Doch zwischenzeitlich kochten auch die Emotionen über. Das emotionalste Plädoyer hielt Cilly Adenauer, die als Erpeler Ortschefin und vermeintliche Antreiberin des Windparks im Laufe des Abends immer wieder in die Kritik geriet: "Wer mag es uns als Gemeinde mit leerer Kasse verübeln, über diese Möglichkeit nachzudenken?" Die Antwort aus dem Publikum folgte unmittelbar: "Wir."

Am Ende gaben sich beide Lager höflich die Hand. Klaus Beydemüller, Sprecher der Bürgerinitiative "Pro Naturpark pur", sagte, er sei zwar ein wenig schlauer, aber nicht zufriedener geworden: "Es bleiben noch viele offene Fragen, in erster Linie: Ist unser Gebiet dafür geeignet? Unsere Natur hat es verdient, dass wir auf Nummer sicher gehen." Eine Antwort darauf werden letztlich die ausstehenden Gutachten geben.
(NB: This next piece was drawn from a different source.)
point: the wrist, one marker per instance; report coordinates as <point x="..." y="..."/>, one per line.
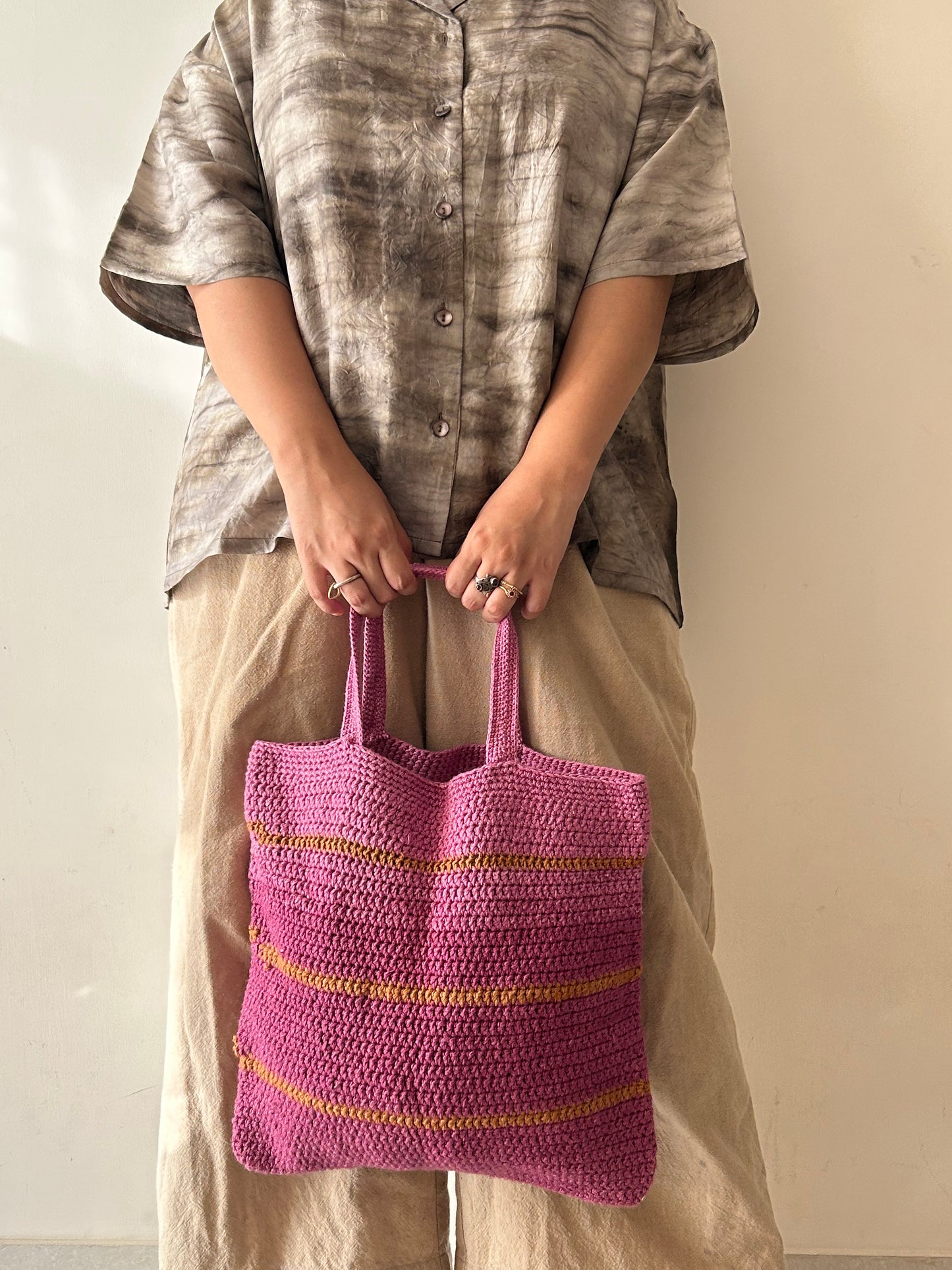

Warum gerade hier? Wie Befürworter und Gegner argumentieren

Der Schlagabtausch zwischen Gegnern und Befürwortern geht weiter. Ihre Argumente haben beide Seiten längst ausgetauscht. Der GA fasst sie noch einmal - ohne Anspruch auf Vollständigkeit - zusammen.

Das sagen die Befürworter:

  • Teilhabe an der Energiewende: Bis 2020 soll der Strombedarf jedes fünften deutschen Haushaltes mit erneuerbarer Energie gedeckt werden. Die VG Unkel will sich an diesem Ziel aktiv beteiligen und argumentiert: Allein mit dem gewonnenen Strom aus den geplanten Windrädern könnten 20.000 bis 30.000 Tonnen des Klimagases Kohlendioxid (CO2) eingespart werden. Das entspricht dem Ausstoß von bis zu 15.000 Autos.
  • Gewinne für die Gemeinde: Ein Windpark wäre wie ein Jackpot für die klamme Verbandsgemeinde. Ein sechsstelliger Euro-Betrag dürfte jährlich in die Kassen gespült werden, garantiert auf 20 Jahre. Zudem locken hohe Einnahmen aus der Gewerbesteuer.
  • Rendite für Bürger: Die Bürger können sich nach Ansicht der Bürgerinitiative "Unsere Wind-Energie" als Genossenschaft an den Windrädern beteiligen und profitierten schließlich durch finanzielle Einlagen. Versprochen wird eine beachtliche Rendite.

Das sagen die Gegner:

  • Verschandelung des Landschaftsbildes Siebengebirge: Eines der schönsten Naturwunder Deutschlands drohe optisch zerstört zu werden. Das würde sich, so die Windpark-Gegner, vor allem auf den Tourismus und auf die Ernennung zum Unesco-Weltkulturerbe auswirken.
  • Natur- und Tierschutz: Ob Gelbbauchunke, Schwarzstorch oder gerodeter Wald - die Windparkgegner sorgen sich um die Natur und Tierwelt.
  • Negative Auswirkung für die Anwohner: Lärm, Schattenwurf, sinkende Immobilienwerte - all das droht insbesondere den Anwohnern in den umliegenden Gemeinden.